O Notícias ao Minuto questionou a autarquia de Vila Franca de Xira sobre a falta de habitações sociais no concelho, mas não obteve qualquer resposta até ao momento.

"Acho que não é digno, seja para mim, seja para qualquer outro cidadão. Nós, neste momento, quando vamos à procura de um apoio e dizemos que não temos para onde ir, ou nos é dada uma solução habitacional numa instituição - o qual é impensável para a minha filha - ou então tenho de procurar eu, pelo meu próprio meio, uma habitação para a qual tenho de apresentar rendimentos - os quais não tenho."

Fora da zona de Vila Franca também não é fácil encontrar habitação social, até porque, muitas vezes, os concelhos usam como requisito o número de anos que o requerente vive na autarquia.
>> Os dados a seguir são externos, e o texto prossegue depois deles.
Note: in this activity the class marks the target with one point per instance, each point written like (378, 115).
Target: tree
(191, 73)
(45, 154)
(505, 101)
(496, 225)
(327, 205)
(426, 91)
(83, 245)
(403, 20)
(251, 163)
Loures, onde se situa o MARL, por exemplo, é um deles.

Já na plataforma 'Habitar Lisboa', à qual João recorreu, a família também não teve sorte.

"O mais provável é eu ter de gastar dinheiro numa tenda, quando eu não tenho dinheiro. Uma tenda de 300 ou 400 euros, que vou ter de pagar a crédito. Quando tenho de pagar, por exemplo, o arrendamento da garagem, que são 270 euros. Torna as coisas um bocadinho complicadas.  E eu sou pai de dois e os dois comem. E têm de comer todos os dias."

João diz não compreender como é possível não ter apoio numa situação destas - ou, pelo menos, não ter apoio suficiente e ver-se obrigado a ir para um parque de campismo com uma criança que, além da neurodivergência, também tem problemas motores e só consegue fazer curtos trajetos.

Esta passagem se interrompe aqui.